15 developers is enough to reach a conclusion???
Note that the paper is about investigating the difficulty of code comprehension, not how bug are introduced, while it may be indirectly linked, it is not for a fact linked, it is just an assumption, there's no such direct relationship.
Also each developers codes differently and requires different working conditions, and feels different emotions while coding, how the heck can they assume that EEG results will show any similarity?
This is a bullshit research wasting time and money. Probably some kind of marketing feat that will be used to claim Microsoft no longer makes bugs in its code or just some sort of conspiracy to turn programmers into zombies hooked to machines.
Lol blame the programmer for the bug when bugs occurs for a lot more reasons than just one human doing the coding, building a program is more than just about a programmer.
Anyways, it is a research paper
While I agree the extra precision is misleading, the real problem is that they don't provide confidence intervals. Even a rounded 80% could be misleading if it could fall between 60% and 90% due to sparse data.
On the other hand, if in their report details they said "84.38% with a 99% confidence interval of 72.27% to 94.49%", then the extra precision is no longer necessarily misleading (it is just the calculational result of the model used) and, although it is a little pedantic and redundant, I would have no fundamental problem with it. It might even be argued that it is infinitesimally more precise, allowing the calculations to be confirmed by an independent researcher. However, for presentation in summary form, it would be much better to say "between 72% and 94% with 99% confidence".

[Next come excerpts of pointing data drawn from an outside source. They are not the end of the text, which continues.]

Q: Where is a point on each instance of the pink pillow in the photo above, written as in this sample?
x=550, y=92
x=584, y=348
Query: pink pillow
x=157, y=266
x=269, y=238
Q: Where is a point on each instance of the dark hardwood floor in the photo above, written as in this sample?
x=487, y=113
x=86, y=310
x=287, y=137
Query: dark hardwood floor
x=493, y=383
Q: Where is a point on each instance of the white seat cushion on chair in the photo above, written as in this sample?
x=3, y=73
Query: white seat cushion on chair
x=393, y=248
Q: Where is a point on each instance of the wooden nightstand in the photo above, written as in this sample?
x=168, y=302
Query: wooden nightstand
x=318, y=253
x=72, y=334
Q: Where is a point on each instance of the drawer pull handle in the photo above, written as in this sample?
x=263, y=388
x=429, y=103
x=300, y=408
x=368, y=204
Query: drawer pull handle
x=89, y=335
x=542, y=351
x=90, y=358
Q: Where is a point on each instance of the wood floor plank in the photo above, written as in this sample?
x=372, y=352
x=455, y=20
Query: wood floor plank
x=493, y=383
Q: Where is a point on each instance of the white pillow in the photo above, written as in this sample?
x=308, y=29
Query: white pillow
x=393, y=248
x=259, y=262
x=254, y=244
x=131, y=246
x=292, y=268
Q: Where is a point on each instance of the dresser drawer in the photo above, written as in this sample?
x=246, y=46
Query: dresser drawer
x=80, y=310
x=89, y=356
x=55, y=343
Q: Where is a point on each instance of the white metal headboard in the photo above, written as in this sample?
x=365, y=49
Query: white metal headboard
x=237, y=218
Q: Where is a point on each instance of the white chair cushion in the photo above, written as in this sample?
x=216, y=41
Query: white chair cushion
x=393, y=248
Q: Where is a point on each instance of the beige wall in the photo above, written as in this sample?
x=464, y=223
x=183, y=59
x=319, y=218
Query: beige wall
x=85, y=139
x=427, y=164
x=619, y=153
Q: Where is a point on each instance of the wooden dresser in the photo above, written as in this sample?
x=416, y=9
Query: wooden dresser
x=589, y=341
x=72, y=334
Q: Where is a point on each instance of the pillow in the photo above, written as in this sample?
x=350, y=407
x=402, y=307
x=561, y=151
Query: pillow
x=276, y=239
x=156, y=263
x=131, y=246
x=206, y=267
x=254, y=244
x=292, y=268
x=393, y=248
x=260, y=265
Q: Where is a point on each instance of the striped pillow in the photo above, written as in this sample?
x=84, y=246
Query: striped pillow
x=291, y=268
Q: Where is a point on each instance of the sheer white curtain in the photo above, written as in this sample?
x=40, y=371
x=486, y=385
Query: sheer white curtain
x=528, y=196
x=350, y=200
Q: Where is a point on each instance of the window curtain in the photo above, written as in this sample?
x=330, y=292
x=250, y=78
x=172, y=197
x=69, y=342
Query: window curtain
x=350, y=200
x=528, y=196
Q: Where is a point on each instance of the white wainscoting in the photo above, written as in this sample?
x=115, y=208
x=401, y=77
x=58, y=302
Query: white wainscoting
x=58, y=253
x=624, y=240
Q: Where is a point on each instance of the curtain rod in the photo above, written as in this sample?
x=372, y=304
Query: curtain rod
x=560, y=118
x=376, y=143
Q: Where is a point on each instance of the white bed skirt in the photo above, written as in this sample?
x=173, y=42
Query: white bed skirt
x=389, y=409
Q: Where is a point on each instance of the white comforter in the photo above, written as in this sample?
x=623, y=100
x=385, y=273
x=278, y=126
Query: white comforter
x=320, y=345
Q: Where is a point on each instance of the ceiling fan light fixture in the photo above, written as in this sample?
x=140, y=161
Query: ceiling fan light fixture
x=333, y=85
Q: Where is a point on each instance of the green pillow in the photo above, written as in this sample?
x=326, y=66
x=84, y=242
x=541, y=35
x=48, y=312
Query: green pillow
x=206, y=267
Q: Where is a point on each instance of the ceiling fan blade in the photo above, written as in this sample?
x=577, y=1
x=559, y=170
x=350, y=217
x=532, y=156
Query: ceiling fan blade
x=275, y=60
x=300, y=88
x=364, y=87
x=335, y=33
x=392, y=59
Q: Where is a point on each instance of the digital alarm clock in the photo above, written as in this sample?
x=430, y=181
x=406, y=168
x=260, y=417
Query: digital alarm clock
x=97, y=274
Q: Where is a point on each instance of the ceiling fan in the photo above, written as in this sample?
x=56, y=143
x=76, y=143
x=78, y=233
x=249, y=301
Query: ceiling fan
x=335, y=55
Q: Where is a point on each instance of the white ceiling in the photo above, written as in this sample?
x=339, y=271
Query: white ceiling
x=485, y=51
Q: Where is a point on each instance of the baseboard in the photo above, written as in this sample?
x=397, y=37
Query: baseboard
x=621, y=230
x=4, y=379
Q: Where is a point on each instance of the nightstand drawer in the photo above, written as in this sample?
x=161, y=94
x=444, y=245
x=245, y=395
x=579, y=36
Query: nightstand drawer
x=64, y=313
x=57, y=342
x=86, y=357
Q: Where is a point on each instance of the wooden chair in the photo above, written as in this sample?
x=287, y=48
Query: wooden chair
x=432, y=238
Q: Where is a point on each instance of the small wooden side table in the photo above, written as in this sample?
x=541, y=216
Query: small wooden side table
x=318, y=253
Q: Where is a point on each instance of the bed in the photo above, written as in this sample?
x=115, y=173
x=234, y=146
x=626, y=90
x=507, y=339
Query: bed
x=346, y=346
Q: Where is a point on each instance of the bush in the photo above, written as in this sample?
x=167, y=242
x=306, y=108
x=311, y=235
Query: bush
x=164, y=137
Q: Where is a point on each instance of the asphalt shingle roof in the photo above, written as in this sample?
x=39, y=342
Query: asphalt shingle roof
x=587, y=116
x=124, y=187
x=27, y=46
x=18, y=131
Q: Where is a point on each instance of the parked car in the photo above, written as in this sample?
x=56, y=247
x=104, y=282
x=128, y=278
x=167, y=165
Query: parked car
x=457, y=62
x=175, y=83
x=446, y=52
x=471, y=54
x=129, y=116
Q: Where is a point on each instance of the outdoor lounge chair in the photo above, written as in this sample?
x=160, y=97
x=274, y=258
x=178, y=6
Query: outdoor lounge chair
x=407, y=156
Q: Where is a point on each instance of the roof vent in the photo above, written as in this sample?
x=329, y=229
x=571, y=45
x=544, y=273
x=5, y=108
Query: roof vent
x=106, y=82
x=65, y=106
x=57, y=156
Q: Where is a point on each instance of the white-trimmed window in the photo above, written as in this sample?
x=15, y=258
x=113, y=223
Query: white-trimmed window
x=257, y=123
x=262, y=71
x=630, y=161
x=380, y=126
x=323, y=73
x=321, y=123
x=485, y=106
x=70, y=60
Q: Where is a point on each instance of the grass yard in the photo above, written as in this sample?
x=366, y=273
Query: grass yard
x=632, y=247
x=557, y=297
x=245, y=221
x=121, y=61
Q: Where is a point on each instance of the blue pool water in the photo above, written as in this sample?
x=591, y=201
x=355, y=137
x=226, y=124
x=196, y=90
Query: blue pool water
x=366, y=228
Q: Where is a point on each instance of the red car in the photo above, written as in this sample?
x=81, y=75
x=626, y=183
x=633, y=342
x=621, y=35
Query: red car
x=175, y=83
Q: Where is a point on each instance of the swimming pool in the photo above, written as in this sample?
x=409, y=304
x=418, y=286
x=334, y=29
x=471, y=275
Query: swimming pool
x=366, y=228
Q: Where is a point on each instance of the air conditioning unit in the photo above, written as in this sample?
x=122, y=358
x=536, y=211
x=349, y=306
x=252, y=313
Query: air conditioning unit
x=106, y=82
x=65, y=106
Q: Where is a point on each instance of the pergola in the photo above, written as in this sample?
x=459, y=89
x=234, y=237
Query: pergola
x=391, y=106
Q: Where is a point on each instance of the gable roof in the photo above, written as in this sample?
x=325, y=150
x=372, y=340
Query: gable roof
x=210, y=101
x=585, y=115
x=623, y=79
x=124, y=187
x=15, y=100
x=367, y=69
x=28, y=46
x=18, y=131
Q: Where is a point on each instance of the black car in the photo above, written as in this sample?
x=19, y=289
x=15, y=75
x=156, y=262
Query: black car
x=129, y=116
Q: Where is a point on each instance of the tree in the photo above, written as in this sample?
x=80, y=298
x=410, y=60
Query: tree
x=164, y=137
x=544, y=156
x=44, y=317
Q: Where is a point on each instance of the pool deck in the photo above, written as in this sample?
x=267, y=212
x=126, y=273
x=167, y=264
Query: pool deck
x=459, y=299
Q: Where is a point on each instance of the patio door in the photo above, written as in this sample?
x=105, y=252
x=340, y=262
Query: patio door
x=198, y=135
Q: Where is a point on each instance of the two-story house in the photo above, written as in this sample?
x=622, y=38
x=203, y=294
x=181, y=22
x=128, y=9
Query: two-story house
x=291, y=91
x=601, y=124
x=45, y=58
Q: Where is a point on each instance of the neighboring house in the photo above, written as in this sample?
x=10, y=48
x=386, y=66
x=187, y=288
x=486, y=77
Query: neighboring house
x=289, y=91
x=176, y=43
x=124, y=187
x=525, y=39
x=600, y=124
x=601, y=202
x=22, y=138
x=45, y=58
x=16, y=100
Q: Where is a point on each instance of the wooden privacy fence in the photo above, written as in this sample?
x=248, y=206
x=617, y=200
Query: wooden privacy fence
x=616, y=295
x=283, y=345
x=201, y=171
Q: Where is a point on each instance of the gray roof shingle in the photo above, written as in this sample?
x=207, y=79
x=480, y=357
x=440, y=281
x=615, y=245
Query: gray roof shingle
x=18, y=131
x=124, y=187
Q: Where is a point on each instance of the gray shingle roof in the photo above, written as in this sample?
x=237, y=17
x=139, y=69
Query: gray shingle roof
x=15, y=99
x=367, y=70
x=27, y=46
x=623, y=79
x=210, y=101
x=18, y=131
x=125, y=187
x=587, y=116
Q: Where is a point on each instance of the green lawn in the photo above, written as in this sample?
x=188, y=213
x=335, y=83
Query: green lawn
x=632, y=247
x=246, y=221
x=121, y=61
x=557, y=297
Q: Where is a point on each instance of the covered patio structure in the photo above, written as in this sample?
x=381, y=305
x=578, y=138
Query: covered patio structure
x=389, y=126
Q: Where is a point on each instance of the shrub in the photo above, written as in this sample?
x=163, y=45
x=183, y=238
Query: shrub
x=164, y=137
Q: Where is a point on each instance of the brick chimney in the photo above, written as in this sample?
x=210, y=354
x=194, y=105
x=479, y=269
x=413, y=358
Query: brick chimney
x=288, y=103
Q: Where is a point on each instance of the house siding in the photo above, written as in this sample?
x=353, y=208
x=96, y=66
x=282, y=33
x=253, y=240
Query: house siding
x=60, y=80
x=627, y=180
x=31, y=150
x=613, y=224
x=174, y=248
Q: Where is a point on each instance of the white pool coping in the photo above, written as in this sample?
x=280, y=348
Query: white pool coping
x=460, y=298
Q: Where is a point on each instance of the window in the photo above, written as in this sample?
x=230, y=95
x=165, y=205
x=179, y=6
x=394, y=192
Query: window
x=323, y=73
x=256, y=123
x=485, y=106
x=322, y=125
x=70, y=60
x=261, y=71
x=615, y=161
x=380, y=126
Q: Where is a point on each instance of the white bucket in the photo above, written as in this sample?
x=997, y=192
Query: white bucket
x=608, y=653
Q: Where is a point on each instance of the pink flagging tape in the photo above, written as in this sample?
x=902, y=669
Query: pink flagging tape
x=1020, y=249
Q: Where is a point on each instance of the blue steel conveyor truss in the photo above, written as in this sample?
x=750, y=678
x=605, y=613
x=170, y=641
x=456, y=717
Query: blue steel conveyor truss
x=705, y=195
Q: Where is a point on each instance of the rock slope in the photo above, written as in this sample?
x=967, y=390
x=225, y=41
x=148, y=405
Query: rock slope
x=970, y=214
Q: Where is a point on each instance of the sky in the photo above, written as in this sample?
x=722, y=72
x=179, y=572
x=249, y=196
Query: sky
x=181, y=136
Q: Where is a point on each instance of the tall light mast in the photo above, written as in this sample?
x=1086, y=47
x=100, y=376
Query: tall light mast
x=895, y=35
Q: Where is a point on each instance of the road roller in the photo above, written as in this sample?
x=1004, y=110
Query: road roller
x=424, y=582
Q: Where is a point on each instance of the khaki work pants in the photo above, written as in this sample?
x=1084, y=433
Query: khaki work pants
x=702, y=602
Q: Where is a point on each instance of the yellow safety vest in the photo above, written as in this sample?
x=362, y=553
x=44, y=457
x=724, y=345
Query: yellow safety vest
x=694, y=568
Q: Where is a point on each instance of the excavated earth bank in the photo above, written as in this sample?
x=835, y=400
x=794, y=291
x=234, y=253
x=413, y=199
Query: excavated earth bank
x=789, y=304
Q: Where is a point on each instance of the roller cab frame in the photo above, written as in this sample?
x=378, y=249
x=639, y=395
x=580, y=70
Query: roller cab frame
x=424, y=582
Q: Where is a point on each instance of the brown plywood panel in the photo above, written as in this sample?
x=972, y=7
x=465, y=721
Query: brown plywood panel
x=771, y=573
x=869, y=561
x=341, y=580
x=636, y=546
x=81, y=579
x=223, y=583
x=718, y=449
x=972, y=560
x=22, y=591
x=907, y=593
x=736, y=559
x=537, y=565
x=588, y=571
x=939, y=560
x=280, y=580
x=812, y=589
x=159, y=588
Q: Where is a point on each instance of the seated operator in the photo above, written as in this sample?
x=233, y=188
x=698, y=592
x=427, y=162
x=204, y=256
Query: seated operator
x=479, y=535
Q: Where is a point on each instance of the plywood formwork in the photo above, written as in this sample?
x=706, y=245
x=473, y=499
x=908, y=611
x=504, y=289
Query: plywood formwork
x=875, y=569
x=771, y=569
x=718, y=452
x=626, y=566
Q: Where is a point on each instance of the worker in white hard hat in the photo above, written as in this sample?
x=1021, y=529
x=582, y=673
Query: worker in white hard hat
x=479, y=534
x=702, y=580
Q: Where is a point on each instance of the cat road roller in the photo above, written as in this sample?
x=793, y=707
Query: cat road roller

I'm truly sorry, but an IT union isn't happening, until at least my generational cohort is out of the system.
A. Too many libertarians.
B. Too many people convinced of their own prowess and respect
C. None of us are at much physical risk
D. We get quite a bit more than a living wage, in general
Those factors add up to an insurmountable barrier, even if I personally think the idea is wise.
To be hooked up to some device while we work to measure how likely we are to wind up at the top of the stack rank. It could be completely automated, if it determines you just wrote sucky code it generates a pink slip email and a robot carries you out the door. Instant better code!
I highly doubt you can write a non-trivial C or C++ program without bugs, or really any language for that matter. I'm not talking about thousands of lines either. 100 or so should do it. The fact that you don't mention any kind of requirements spec, perhaps with the aid of some CASE tools, or at least a testing and feedback method, coupled with the fact that you think that you can do it "in your head" makes it clear that you have no idea how to develop code.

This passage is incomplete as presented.